Local Letters to Santa
colorful correspondence between area folks and the big, bearded guy
Dear Mr. Claus,
You’ll have to forgive us BECAUSE WE ARE A LITTLE ON EDGE. It’s just, you know, when your absolute destruction is coming, but you just don’t know when … THAT GUY HAS FIREWOOD – WAS IT PURCHASED LOCALLY?!? Sorry. For Christmas, maybe you could bring HOLY CRAP I SEE ONE. Nope, nope, it’s just a box elder bug. Could we defer our presents to the ash borers? Could you bring them a whole bunch of Twinkies or something?
– The Ash Trees
I do not envy you guys, let me tell you. As a big dude without much access to quality laundry facilities here at the North Pole, I am also under constant insect threat. Except, for me it’s bedbugs. Gross. I guess the best way to keep bedbugs away is to wash your sheets, so I’ll bring y’all some laundry detergent, okay? And if that doesn’t work, we are always looking for more raw materials for the baseball bat division. Yay recycling!
Dear St. Nick,
Christmas came early on the Eastside Hill! The Hastings Way project sounds awesome. Bike lanes, trees, smooth four-laned driving pleasure. So now we want accessories. Could you please bring us a group of people to stand next to the bike lane handing out little cups of water? And how about heated benches with beaded seat covers? And complimentary foot rubs whenever we’re stopped at the Fenwick intersection? Thanks! Merry Christmas!

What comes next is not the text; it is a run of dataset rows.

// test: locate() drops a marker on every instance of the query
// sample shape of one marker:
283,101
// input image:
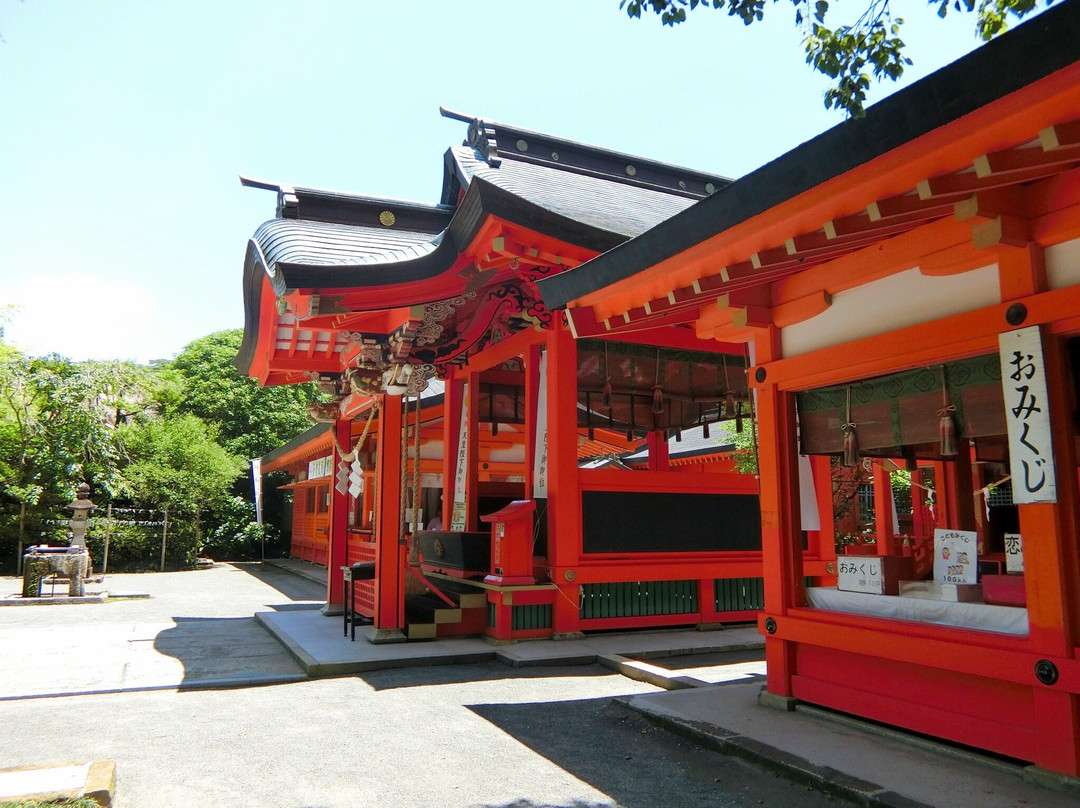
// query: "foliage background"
175,435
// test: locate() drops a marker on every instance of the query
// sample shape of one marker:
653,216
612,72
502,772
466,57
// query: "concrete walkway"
196,631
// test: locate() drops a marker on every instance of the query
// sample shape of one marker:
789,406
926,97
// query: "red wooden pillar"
453,395
337,547
389,592
472,463
659,457
564,496
882,511
781,538
1052,576
531,407
822,470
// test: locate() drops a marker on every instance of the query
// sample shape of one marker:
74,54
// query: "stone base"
1052,780
785,703
50,783
382,636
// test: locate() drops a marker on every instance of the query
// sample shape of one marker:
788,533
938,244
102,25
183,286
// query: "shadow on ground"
221,651
294,587
464,672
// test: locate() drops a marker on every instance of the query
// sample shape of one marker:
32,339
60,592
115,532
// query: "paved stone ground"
196,630
463,735
445,737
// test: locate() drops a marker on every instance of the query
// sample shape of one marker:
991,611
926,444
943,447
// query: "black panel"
633,522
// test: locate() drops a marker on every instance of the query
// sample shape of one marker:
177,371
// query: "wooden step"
420,631
430,608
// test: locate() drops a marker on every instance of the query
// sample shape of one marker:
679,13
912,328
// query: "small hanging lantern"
729,399
658,390
606,395
850,439
946,423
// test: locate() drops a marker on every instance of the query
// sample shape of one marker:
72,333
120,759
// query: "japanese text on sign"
860,574
956,556
1027,416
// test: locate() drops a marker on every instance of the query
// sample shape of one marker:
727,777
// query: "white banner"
257,482
1027,416
460,467
808,496
540,453
956,556
321,468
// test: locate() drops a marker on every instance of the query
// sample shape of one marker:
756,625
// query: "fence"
134,538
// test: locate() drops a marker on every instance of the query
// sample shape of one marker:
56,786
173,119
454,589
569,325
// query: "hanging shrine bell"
512,543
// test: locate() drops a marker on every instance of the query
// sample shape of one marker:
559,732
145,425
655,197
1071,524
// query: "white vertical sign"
540,450
460,467
1027,416
257,482
956,556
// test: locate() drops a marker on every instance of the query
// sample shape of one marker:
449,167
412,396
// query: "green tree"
251,419
177,463
850,54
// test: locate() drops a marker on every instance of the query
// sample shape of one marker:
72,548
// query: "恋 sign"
956,556
1027,416
320,468
860,574
540,454
1014,553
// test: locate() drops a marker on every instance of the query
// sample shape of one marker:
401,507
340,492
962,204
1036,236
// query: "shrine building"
490,471
906,286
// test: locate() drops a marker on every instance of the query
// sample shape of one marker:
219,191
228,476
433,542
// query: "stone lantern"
81,508
71,563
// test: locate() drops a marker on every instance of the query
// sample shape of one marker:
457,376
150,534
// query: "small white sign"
1014,553
956,556
860,574
1027,416
320,468
540,447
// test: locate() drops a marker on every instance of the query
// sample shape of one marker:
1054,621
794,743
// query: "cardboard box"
877,575
935,591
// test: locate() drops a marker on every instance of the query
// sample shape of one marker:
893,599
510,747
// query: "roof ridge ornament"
482,137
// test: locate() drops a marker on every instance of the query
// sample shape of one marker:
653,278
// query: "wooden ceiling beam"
1061,135
988,204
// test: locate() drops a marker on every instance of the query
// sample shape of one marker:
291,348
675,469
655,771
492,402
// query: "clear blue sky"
124,125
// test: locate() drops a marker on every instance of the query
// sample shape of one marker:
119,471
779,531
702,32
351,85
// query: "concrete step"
429,608
462,593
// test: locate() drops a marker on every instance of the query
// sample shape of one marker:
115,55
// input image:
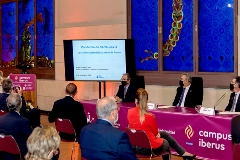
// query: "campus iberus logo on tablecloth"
189,131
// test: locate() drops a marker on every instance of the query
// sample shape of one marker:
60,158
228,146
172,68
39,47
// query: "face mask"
124,83
231,87
181,83
115,121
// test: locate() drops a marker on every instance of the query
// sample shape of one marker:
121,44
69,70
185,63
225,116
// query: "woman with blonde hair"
140,119
43,143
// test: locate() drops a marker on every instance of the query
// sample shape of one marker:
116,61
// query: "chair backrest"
138,138
235,151
64,125
2,112
8,144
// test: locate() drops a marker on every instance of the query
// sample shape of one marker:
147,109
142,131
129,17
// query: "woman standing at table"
140,119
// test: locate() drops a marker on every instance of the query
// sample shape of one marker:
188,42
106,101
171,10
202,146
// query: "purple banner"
206,136
26,81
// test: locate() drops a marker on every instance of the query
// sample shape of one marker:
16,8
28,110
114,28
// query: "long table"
208,137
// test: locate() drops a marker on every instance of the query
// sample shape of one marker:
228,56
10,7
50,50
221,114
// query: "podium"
28,84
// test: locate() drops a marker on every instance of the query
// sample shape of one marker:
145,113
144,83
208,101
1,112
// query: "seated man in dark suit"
16,125
101,140
186,95
126,91
68,108
33,115
234,101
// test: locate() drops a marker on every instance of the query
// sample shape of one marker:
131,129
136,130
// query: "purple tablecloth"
207,136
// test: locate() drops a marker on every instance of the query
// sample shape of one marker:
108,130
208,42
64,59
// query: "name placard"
26,81
151,105
207,111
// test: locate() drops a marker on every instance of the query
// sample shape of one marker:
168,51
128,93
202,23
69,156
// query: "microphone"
218,101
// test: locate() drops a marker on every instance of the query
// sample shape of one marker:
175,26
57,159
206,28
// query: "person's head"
237,85
71,89
126,78
7,85
42,143
107,109
14,102
141,100
231,87
185,80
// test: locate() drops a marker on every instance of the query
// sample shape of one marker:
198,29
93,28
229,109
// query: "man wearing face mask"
101,140
126,91
186,95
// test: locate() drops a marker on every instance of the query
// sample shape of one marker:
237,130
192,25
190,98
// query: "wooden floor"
66,147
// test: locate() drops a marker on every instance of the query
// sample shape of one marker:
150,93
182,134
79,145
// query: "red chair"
65,126
9,145
236,150
139,138
2,112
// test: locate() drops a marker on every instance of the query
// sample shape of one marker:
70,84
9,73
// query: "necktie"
234,102
181,98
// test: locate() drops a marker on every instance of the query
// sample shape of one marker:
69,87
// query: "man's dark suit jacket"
18,126
191,100
68,108
33,115
101,140
230,103
130,95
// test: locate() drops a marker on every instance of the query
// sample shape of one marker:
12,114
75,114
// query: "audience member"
234,101
140,119
101,140
126,91
68,108
14,124
33,115
42,143
186,95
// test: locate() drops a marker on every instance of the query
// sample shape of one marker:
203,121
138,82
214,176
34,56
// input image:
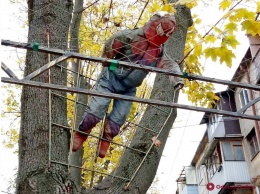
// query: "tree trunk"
153,119
48,25
79,81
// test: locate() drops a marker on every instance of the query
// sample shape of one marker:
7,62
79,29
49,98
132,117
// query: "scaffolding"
65,55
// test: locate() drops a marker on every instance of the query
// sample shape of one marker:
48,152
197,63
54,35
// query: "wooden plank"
127,98
46,67
133,65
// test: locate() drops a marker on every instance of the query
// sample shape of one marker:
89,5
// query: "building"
227,160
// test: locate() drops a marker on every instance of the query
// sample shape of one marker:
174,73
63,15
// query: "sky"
186,133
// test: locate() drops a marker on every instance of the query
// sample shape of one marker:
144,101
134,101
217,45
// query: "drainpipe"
257,128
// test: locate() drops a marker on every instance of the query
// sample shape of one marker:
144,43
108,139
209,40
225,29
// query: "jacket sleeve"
114,45
167,63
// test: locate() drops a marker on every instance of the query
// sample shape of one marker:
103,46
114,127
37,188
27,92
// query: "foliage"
104,18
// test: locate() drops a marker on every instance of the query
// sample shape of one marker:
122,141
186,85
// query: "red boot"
86,126
78,140
111,129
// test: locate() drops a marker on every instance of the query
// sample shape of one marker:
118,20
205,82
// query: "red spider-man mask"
159,28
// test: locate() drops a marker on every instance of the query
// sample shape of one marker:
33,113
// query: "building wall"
247,125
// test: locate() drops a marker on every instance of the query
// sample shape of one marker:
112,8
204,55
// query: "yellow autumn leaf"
183,2
210,39
231,27
210,53
258,7
231,41
225,4
226,56
169,8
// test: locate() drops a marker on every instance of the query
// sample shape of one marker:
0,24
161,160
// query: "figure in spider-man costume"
143,46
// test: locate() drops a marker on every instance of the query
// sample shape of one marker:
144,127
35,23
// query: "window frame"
253,143
232,146
244,97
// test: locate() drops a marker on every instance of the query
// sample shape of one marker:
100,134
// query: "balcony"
231,172
190,189
223,127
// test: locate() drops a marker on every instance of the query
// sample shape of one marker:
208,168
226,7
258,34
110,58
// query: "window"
213,122
214,162
233,150
244,97
252,140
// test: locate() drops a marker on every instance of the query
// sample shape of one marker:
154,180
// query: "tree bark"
153,119
48,26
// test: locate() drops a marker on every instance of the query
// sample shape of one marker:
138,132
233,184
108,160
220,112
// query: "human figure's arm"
114,45
167,63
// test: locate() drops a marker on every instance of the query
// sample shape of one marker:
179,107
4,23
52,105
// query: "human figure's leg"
95,111
114,121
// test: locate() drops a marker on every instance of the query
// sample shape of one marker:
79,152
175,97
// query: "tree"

– People of the Eastside Hill
Dear East Hill,
Believe me, I would love to help (you are all definitely on the nice list, putting up with the Main Street construction and all), but for city stuff you have to bid everything out, and the Easter Bunny has been low-balling me all over the place. Here’s the best I can do – I can TRY to make sure the thing is actually plowed. If you get more than two inches of snow. If you get less, I don’t know. Buckle up, I guess.
– Mr. Kringle
Dear St. Nick,
Please, sir, I am so cold and lonely. I sit on my corner, watching the joy of Phoenix Park across the river, and the renewed life of downtown, but all I can do is shiver. I just want someone to love me. If I could just clean myself up – I am so grimy and full of sand. I thought things were going to change with a club and recording studio, but I was abandoned again. Please don’t let them tear me down. Anything would be fine – Payday Loan store, a McDonald’s, or the city’s 77th tattoo parlor. Just please don’t let them bulldoze me. Please.
– 2 South Barstow
Dear gross old building,
Hey, hey, come on, people still like you. You’re, you know, there, and you have this creepy thing going on which some people dig. I will definitely be bringing you some oil soaked rags and cans of gasoline. Nothing like a fresh start! Wink, wink! You could have your own phoenix thing going on – rebirth by fire! Get it? You won’t be shivering for long!
Dear Santa Claus,
Guess who! It’s the Eau Claire Area School District again! I bet you thought we were getting too old to write letters to Santa. Not so, noble elf, not so. We actually don’t have anything on the Christmas list this year. If we look restrained and responsible, it builds trust. But while we have your ear, could make a few appearances on behalf of the upcoming referendum? We figure if we can put together a presentation featuring Santa, Jesus, some puppies, Oprah, warm chocolate cookies, and fuzzy socks, who could say no? Whaddaya say?
– The ECASD
Dear Eau Claire Schools,
Let me look at my calendar … Yeah, I’m going to St. Bart’s for most of January, then the magical creatures convention in Vegas in February … What if I just recorded something and put it on YouTube? And if that referendum thing doesn’t work out, you can put kids in the backs of U-Hauls and stuff, right? Kids are resilient – they can learn anywhere!